Background and Aims. It is widely acknowledged that coronary heart disease (CHD) has a genetic influence. One of the most promising candidate genes is tumor necrosis factor alpha (TNF-alpha). Although there have been several positive studies associating the TNF-alpha gene and CHD, the evidence is not entirely consistent. The aim of the study was to evaluate the role of the TNF-alpha gene in CHD using combined evidence by generating a meta analysis and a systematic review of all published data. Methods. Meta-analysis and systematic review were conducted using 27 articles of genetic association studies of the TNF-alpha gene variants (G308A and G238A) and CHD. To analyze the association we used allelic, additive, dominant and recessive models.
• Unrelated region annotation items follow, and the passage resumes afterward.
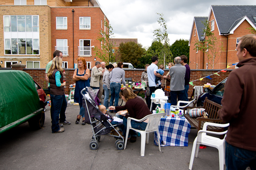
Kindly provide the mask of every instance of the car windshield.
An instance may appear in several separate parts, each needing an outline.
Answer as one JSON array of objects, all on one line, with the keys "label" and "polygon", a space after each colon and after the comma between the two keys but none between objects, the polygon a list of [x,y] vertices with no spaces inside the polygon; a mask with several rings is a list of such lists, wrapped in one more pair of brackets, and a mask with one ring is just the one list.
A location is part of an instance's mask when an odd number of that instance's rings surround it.
[{"label": "car windshield", "polygon": [[223,96],[225,91],[225,83],[227,80],[228,80],[227,78],[224,80],[217,85],[212,91],[212,94]]}]

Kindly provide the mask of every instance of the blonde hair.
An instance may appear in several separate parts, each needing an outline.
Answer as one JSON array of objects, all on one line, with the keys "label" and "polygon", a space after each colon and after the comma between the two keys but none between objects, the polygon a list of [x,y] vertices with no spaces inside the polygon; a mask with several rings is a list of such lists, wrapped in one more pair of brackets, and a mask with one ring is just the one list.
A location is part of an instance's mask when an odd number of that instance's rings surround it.
[{"label": "blonde hair", "polygon": [[62,59],[61,59],[61,58],[59,57],[56,57],[54,58],[52,60],[52,65],[49,69],[47,76],[49,77],[52,76],[53,71],[55,69],[57,69],[60,71],[63,71],[63,69],[61,68],[61,65],[62,64]]},{"label": "blonde hair", "polygon": [[129,87],[126,87],[121,90],[119,95],[124,96],[126,101],[129,99],[134,99],[137,97],[137,95],[133,93],[132,89]]},{"label": "blonde hair", "polygon": [[99,105],[98,107],[99,107],[99,109],[100,109],[100,110],[102,113],[103,113],[103,112],[105,110],[106,110],[106,108],[104,105],[101,104],[100,105]]}]

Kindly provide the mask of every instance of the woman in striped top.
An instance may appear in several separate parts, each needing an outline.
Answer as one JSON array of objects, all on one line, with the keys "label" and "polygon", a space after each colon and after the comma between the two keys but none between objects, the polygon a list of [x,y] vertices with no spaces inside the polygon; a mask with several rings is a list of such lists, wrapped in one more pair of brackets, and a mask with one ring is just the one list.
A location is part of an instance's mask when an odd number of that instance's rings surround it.
[{"label": "woman in striped top", "polygon": [[[114,99],[115,99],[114,106],[118,106],[118,100],[119,99],[119,93],[121,89],[121,78],[124,86],[125,86],[125,79],[124,76],[125,72],[122,69],[123,68],[123,62],[119,62],[117,64],[117,67],[112,70],[109,76],[110,80],[110,94],[111,98],[110,102],[110,106],[113,106]],[[110,112],[113,112],[111,111]],[[116,113],[116,110],[114,112]]]}]

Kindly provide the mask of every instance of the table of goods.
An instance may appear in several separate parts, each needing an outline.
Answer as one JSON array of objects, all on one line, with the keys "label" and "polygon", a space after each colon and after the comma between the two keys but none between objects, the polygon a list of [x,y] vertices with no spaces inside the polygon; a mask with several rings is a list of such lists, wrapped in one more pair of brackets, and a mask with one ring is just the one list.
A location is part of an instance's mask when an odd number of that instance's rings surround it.
[{"label": "table of goods", "polygon": [[[158,124],[161,146],[187,147],[191,127],[184,116],[162,117]],[[154,143],[158,146],[157,141],[157,133],[154,132]]]}]

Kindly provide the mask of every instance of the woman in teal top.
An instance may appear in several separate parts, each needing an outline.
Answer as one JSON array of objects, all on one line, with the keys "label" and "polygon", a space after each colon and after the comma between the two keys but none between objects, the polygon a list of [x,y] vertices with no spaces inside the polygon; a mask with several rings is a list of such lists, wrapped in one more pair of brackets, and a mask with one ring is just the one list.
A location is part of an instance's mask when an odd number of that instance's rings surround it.
[{"label": "woman in teal top", "polygon": [[83,118],[82,124],[85,125],[84,121],[84,112],[85,108],[82,107],[82,96],[81,94],[81,91],[86,87],[90,87],[90,70],[86,69],[86,62],[85,59],[83,57],[79,57],[77,59],[78,66],[77,68],[74,72],[73,78],[72,80],[76,82],[76,87],[75,88],[75,94],[74,94],[74,102],[79,104],[80,111],[79,115],[77,115],[76,124],[78,124],[81,116]]}]

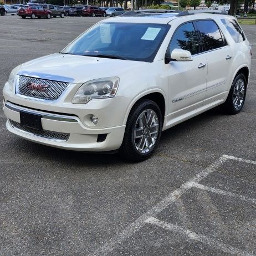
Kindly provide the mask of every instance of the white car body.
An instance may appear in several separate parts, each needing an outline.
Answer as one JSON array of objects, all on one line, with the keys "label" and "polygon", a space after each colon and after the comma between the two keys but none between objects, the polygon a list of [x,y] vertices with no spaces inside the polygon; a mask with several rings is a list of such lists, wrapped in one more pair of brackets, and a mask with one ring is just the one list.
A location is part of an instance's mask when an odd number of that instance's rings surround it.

Moreover, we conducted a subanalysis by populations using the same four models. Results. TNF-alpha variant G308A showed a significant association with CHD but only when the analysis comprised the whole population. In addition, the variant G238A yielded the same outcome in the Asian population. Conclusions. Genetic polymorphisms at positions -308 and -238 in the promoter region of the TNF-alpha gene may be useful as predictive factors for CHD. (C) 2016 IMSS. Published by Elsevier Inc.